New York City is really strange right now. The streets are very quiet compared to a “normal” weekday–the feeling is very much like a Sunday morning on a holiday weekend. I only have one client I’m seeing on a regular basis (twice a week) and she has been kind enough to have her driver pick me up and drop me off at home. Every time I step out of the apartment, I’m gearing up with mask and gloves, and hand washing has reached OCD levels or close to it. So far, Andrew and I haven’t had any trouble getting supplies, although the selection of restaurants still making order-out deliveries is shrinking. Ordering groceries for delivery is nearly impossible–not because FreshDirect or Amazon aren’t doing deliveries, but because delivery slots are snapped up as soon as they’re made available. If you’re not banging the “reserve” button as soon as the new slots pop up as if you were on Ticketmaster for the hottest concert ever, well then just forget it. Bottom line: we have to go out and shop in the local grocery stores, which means that much more possible exposure.

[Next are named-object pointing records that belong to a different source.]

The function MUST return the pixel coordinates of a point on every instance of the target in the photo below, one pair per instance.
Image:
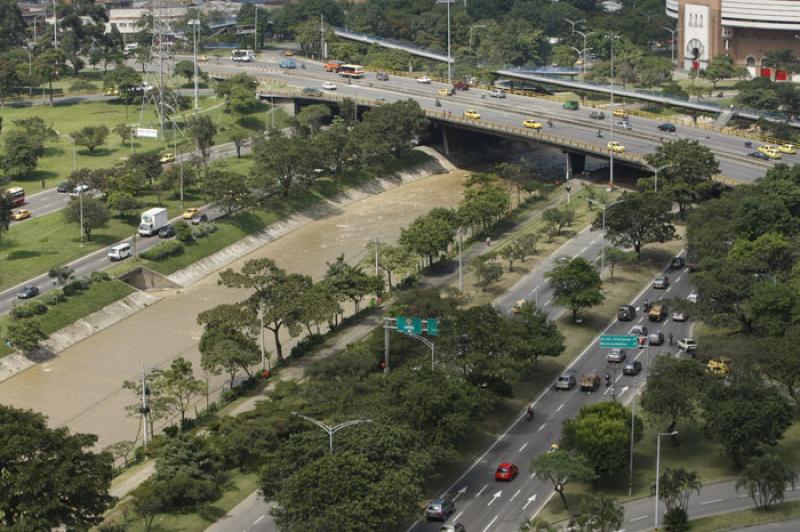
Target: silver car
(616, 355)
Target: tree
(50, 477)
(598, 513)
(687, 179)
(765, 478)
(276, 295)
(25, 334)
(638, 220)
(601, 433)
(95, 214)
(675, 393)
(22, 152)
(747, 413)
(577, 285)
(61, 274)
(201, 129)
(228, 349)
(91, 137)
(560, 468)
(48, 66)
(227, 190)
(487, 272)
(676, 486)
(721, 67)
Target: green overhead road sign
(610, 341)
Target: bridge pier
(576, 163)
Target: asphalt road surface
(511, 111)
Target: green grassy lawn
(239, 486)
(97, 296)
(56, 164)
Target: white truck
(245, 56)
(153, 220)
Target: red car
(506, 471)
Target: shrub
(183, 232)
(54, 297)
(163, 250)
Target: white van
(119, 252)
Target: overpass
(554, 77)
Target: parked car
(632, 367)
(506, 471)
(28, 292)
(166, 232)
(677, 263)
(439, 509)
(616, 355)
(661, 282)
(566, 381)
(679, 316)
(656, 338)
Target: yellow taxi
(770, 151)
(189, 213)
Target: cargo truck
(153, 220)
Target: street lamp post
(658, 466)
(331, 430)
(672, 41)
(195, 23)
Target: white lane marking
(490, 524)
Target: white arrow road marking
(530, 500)
(495, 497)
(490, 524)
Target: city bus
(16, 195)
(351, 71)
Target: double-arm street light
(331, 430)
(658, 465)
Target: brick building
(743, 29)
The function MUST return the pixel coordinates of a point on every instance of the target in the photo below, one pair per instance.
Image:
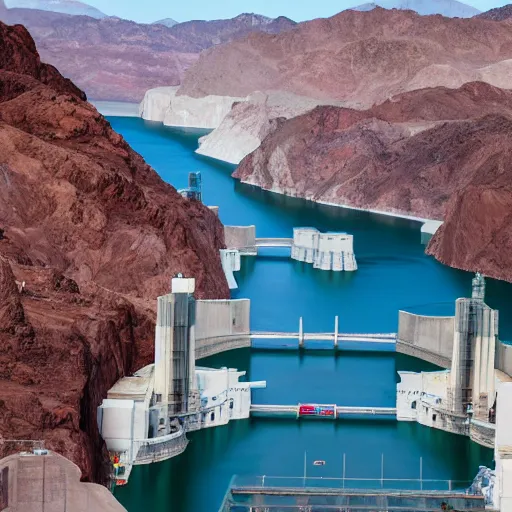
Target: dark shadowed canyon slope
(359, 57)
(115, 59)
(433, 153)
(95, 235)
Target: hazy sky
(299, 10)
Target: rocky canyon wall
(89, 236)
(434, 153)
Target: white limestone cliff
(248, 123)
(239, 124)
(163, 104)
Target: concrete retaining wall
(504, 358)
(222, 325)
(50, 482)
(428, 338)
(482, 433)
(240, 237)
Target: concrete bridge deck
(293, 410)
(336, 337)
(325, 336)
(274, 242)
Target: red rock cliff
(433, 153)
(95, 235)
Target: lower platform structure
(273, 494)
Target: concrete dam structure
(462, 399)
(43, 481)
(145, 417)
(325, 251)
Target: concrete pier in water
(337, 338)
(325, 251)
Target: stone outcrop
(358, 57)
(90, 236)
(249, 122)
(434, 153)
(116, 59)
(163, 104)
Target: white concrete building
(231, 262)
(462, 399)
(502, 495)
(145, 417)
(326, 251)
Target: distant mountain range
(448, 8)
(63, 6)
(168, 22)
(115, 59)
(499, 14)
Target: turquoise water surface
(394, 273)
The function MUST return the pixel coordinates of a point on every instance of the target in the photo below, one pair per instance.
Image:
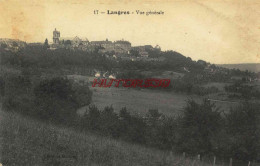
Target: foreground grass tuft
(25, 141)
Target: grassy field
(140, 101)
(24, 141)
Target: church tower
(56, 36)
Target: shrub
(54, 100)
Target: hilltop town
(119, 48)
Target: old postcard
(130, 82)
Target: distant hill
(254, 67)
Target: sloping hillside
(29, 142)
(254, 67)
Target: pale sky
(218, 31)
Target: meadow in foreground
(25, 141)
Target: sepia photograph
(129, 83)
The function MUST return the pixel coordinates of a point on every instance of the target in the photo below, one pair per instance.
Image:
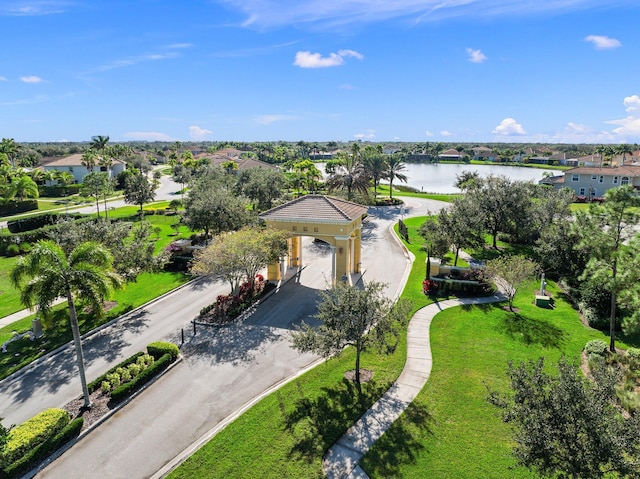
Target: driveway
(223, 368)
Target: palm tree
(623, 149)
(9, 147)
(376, 167)
(89, 160)
(395, 165)
(99, 142)
(23, 187)
(48, 273)
(350, 175)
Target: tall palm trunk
(75, 329)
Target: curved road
(222, 368)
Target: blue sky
(559, 71)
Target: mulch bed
(366, 375)
(101, 406)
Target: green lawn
(21, 353)
(449, 431)
(9, 296)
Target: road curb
(22, 371)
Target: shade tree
(48, 273)
(353, 316)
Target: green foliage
(43, 450)
(33, 432)
(565, 425)
(351, 316)
(160, 348)
(128, 388)
(596, 346)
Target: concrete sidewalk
(341, 460)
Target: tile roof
(316, 207)
(626, 170)
(73, 160)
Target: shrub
(114, 379)
(144, 361)
(33, 432)
(97, 383)
(43, 450)
(144, 377)
(596, 346)
(160, 348)
(134, 369)
(633, 353)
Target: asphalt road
(222, 368)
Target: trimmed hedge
(31, 458)
(97, 383)
(59, 191)
(34, 432)
(160, 348)
(16, 207)
(125, 390)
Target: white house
(591, 181)
(73, 164)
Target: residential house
(452, 154)
(592, 182)
(73, 164)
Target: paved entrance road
(222, 370)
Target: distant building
(591, 182)
(73, 164)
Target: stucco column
(274, 271)
(357, 248)
(342, 257)
(296, 251)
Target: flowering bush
(429, 287)
(230, 306)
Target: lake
(440, 177)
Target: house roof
(316, 207)
(73, 160)
(626, 170)
(243, 163)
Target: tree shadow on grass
(401, 443)
(533, 331)
(316, 423)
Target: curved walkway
(341, 460)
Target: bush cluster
(43, 450)
(160, 348)
(125, 390)
(33, 432)
(124, 374)
(230, 306)
(16, 207)
(596, 346)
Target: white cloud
(197, 133)
(180, 45)
(509, 127)
(369, 135)
(632, 103)
(34, 8)
(148, 136)
(268, 119)
(339, 14)
(31, 79)
(476, 56)
(603, 42)
(306, 59)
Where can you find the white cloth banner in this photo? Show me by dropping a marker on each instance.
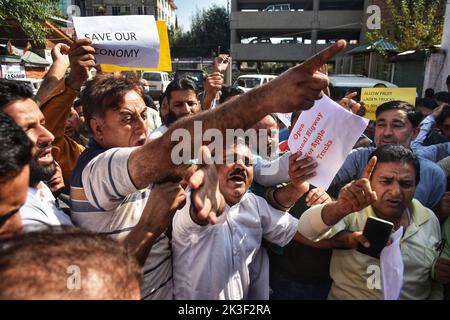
(391, 263)
(327, 133)
(127, 41)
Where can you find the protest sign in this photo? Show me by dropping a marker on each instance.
(165, 61)
(129, 41)
(285, 118)
(374, 97)
(327, 133)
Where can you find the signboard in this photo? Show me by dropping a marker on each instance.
(327, 133)
(128, 41)
(374, 97)
(13, 71)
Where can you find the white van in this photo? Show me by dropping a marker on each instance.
(157, 81)
(34, 84)
(278, 7)
(250, 81)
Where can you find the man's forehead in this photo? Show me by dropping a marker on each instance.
(393, 114)
(402, 169)
(24, 110)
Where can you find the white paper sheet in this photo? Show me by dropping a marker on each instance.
(391, 264)
(128, 41)
(285, 118)
(327, 132)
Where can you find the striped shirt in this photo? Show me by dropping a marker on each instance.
(104, 200)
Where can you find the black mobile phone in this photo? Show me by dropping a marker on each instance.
(377, 231)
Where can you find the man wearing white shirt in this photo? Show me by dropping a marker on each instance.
(213, 261)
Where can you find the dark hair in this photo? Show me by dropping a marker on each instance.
(397, 154)
(442, 96)
(414, 116)
(181, 84)
(11, 91)
(444, 115)
(229, 92)
(106, 92)
(38, 265)
(426, 103)
(15, 148)
(429, 93)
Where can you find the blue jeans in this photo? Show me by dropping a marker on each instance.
(285, 288)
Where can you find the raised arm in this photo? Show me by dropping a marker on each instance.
(300, 87)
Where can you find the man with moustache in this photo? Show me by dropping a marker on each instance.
(215, 261)
(182, 101)
(14, 174)
(110, 185)
(41, 207)
(385, 190)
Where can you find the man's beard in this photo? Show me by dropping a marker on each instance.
(40, 172)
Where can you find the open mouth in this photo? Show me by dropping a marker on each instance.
(141, 141)
(45, 155)
(394, 203)
(238, 176)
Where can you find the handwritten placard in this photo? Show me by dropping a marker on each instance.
(128, 41)
(327, 133)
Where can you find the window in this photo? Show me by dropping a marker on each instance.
(116, 11)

I must admit that this whole social isolation thing brings up mixed feelings. In terms of daily lifestyle, not a lot is different–I’m mostly a stay-at-home kind of guy anyway, so not being able to go out a lot doesn’t make a big difference to me. However, there are some things I enjoy doing that I can’t do, the two biggest of which are going to church services and going to Mankind Project meetings. I also miss the short walks to and from subway stations and my clients’ homes–actually, I miss people-watching on the subway (even if I don’t miss rush-hour crowding!). These are small things, but not having them is like having tiny pin-pricks of life disruption that over time is quite wearing.
Perhaps the most wearing of all is this general feeling of unease, of low-level anxiety about what the future holds. Will I get sick, and if I do what will happen? Will any of my clients get sick? Are more restrictions going to be needed? Will it become more difficult to get food and supplies? All these questions and more rattle around in the brain and all, to greater or lesser degrees, are ultimately unanswerable in the here-and-now. Only time will tell. Physiologically, we can handle flight-or-fight–a lion is chasing me, run away!–but we’re not designed to thrive with a constant low-level threat. I find it draining.
Be well, everyone, and I’ll see you on the other side.